The three teams used the same set of ocean and land temperature records, but they analyzed the data and compensated for gaps in the climatic record differently. As a result, NASA scientists estimate that 2005 average global land and sea temperatures were 1.04 degrees Fahrenheit above average, just beating out 1998's 1-degree elevation. NOAA researchers, by contrast, say this year's global average is 1.06 degrees Fahrenheit above average, compared with 1.1 degrees in 1998....The finding that there was more heat - and therefore more energy - in the atmosphere is not unexpected. We had far more hurricanes and tropical storms than normal; this season broke the record by far. Such storms do not materialize from nowhere. They need to feed off energy to maintain strength and grow.
Scientists said yesterday that these differences should not detract from their common conclusion that the world is experiencing serious climate change, driven in part by human activity. Researchers recently found by drilling ice cores that there is a higher concentration of carbon dioxide in the atmosphere than in any time in the last 650,000 years, which reflects that humans are burning an increased amount of fossil fuels to power automobiles and utilities.

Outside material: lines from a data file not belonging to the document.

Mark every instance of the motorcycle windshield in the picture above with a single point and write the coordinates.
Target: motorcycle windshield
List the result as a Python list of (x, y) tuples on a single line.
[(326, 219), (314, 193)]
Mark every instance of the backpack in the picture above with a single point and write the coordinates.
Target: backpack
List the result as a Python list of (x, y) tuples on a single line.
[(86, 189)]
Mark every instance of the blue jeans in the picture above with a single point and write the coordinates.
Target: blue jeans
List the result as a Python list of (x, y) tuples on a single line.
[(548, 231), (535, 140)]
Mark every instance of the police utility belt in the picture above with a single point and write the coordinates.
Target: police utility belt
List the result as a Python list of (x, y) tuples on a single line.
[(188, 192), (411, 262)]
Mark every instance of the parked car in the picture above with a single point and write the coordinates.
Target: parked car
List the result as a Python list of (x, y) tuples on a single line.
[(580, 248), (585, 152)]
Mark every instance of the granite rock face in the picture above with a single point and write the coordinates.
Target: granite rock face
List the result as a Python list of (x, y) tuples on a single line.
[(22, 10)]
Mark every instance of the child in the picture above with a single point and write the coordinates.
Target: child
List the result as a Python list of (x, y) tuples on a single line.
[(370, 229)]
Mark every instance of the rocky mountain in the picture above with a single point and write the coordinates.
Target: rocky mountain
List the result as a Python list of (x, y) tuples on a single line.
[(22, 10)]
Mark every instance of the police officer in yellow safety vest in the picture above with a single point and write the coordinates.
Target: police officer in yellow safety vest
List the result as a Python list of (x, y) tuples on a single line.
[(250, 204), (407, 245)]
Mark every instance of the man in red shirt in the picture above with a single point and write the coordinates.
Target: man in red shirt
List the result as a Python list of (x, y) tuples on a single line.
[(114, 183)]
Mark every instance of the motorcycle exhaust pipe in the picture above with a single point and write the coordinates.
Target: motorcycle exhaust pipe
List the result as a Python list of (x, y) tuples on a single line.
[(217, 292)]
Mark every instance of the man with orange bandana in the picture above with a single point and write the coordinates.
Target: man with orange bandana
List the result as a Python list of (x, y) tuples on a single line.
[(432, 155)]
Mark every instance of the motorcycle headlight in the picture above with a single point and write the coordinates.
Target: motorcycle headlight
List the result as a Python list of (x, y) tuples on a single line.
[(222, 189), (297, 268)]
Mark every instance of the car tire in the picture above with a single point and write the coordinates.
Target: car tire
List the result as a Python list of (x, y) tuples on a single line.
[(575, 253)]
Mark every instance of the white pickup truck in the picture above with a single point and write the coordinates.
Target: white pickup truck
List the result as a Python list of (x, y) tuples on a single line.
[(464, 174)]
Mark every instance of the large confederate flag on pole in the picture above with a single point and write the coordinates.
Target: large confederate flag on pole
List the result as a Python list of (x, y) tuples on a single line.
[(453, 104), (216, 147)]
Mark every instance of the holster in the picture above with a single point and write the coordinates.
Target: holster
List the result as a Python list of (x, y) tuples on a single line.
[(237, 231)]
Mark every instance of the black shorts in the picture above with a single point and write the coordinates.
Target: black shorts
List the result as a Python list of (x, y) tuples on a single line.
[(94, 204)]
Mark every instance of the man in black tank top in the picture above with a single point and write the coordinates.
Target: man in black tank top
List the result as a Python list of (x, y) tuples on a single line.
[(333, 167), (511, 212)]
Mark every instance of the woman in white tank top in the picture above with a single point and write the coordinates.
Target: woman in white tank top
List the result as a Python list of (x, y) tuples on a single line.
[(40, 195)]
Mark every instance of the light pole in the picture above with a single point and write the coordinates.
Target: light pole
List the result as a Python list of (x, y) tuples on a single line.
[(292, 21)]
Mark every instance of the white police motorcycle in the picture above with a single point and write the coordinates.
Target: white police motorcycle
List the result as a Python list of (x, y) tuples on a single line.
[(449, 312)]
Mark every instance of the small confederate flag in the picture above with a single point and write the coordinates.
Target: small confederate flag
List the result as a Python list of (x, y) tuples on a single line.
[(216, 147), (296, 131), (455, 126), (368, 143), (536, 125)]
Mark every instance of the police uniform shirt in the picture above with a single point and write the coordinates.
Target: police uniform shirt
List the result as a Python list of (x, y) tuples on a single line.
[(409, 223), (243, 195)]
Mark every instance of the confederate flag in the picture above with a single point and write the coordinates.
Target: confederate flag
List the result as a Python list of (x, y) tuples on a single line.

The Earth has warmed 1.4 degrees Fahrenheit in the past century, with 1 degree of this increase occurring in the past 30 years. This climate change has brought unusually prolonged droughts in some regions and heavy precipitation in others, while the Arctic's sea ice has shrunk to its lowest level since observers started using satellite records in 1979.
James Hansen, who directs NASA's Goddard Institute, said this year's statistics were particularly significant because in 1998 the world experienced El Nio, which drove up temperatures dramatically. This year, by contrast, the world reached record levels without such a dramatic climatic event.
The remaining question is what will be done (and to some extent, what can be done) about the problem of global warming. Unfortunately our current leaders have kept their heads in the sand so that the largest producer of greenhouse gases refuses to be part of the solution.